I think Zex-Tex is right. Water will never disperse as well as nitrous. Nitrous would be converting to a gas and then mix with the air (dry systems). Even then, single nozzle systems are considered dangerous. Knowing this, to really get a water system right, individual nozzles would have to be better.

 

Like I said, four nozzles in the individual runners on the lower half of the NB manifold. The reasoning I have also already covered. I have not tested it yet since the engine is not in the car. I am confident though that it will be a significant improvement in distribution.

I have seen debates on the WI forums in both directions on whether port WI is better than single nozzle. Really though the only reasons not to do it are if it is too difficult due to runner design and/or the cost of the additional parts.
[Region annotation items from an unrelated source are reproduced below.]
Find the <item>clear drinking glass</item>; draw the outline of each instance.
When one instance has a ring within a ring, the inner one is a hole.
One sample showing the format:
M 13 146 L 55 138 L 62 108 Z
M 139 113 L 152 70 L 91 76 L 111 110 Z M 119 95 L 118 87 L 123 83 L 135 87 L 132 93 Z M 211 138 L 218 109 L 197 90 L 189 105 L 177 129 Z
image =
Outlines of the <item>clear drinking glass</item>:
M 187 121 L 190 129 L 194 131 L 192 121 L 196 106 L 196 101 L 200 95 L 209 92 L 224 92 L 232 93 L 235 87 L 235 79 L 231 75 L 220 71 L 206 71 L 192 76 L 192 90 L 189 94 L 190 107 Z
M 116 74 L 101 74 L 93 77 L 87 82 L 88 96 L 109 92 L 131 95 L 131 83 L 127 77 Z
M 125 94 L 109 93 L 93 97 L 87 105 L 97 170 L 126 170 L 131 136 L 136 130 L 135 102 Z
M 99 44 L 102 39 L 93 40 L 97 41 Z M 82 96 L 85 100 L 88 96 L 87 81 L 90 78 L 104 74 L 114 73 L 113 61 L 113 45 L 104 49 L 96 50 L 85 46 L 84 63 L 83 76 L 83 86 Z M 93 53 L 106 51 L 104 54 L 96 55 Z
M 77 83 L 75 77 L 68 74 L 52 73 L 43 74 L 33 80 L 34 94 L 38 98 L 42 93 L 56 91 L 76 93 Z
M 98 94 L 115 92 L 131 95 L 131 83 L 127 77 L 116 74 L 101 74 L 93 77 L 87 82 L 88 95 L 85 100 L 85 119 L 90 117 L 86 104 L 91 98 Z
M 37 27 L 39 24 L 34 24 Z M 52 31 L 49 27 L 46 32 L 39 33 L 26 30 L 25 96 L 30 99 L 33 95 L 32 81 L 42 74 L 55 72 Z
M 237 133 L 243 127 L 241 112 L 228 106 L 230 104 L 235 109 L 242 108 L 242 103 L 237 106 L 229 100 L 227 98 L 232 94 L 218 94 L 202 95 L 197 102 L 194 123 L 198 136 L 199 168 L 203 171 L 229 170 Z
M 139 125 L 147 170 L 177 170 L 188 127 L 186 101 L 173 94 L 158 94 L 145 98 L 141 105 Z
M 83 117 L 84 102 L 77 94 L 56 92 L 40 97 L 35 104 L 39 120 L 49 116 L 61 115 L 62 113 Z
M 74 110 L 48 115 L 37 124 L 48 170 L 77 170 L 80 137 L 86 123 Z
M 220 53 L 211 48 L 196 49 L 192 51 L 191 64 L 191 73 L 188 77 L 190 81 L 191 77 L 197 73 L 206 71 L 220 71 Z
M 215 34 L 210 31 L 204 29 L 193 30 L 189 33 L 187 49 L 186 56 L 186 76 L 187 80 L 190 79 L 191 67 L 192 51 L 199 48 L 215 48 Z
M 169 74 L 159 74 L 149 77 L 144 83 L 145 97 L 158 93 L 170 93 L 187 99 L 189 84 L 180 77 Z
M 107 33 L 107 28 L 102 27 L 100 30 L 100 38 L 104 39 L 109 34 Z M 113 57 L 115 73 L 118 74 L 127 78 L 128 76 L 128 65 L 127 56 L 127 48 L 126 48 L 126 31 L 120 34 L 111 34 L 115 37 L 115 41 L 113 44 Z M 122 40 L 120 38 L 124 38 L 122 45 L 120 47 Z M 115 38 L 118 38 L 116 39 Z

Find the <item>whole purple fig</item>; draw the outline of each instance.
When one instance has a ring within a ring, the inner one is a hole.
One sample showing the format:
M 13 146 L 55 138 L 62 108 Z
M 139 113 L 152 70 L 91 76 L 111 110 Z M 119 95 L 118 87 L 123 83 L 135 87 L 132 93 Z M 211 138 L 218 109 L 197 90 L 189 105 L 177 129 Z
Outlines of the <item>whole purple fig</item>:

Port WI is easy to do on the NB manifold and it really only takes about another $100 in stuff to do port WI. That is a lot cheaper than fixing a damaged engine. 350-400 BHP from a 1.8L on pump gas is pushing pretty hard IMO so I am doing what I can to make it more robust. YMMV

 

I dont really have interest at doing individual nozzles on each runner, so I'm stuck with one nozzle down low on the IC pipe. However, the problem I had with doing that is it's before my BOV, which for obvious reasons could cause problems when it goes off allowing the meth mix into the atmosphere of the engine bay.

Any thoughts on that?

 

Quite probable. Single-carb and TBI engines suffer from the same issue wherein fuel distribution is concerned. That's the primary reason these systems went the way of the dinosaur.


Liquids, even when atomized, have a far greater mass than an equivalent volume of air, and they really don't like turning corners. When a stream of air containing atomized liquid encounters a turn, both the air and the liquid will tend to smash into the outside radius of whatever channel they happen to be flowing through. The difference is that the air has no choice but to keep on going, whereas the liquid will tend to come out of suspension and stick to the surface that it impacted. It'll still find its way down the line eventually, but it'll no longer be in the form of a fine and evenly distributed mist.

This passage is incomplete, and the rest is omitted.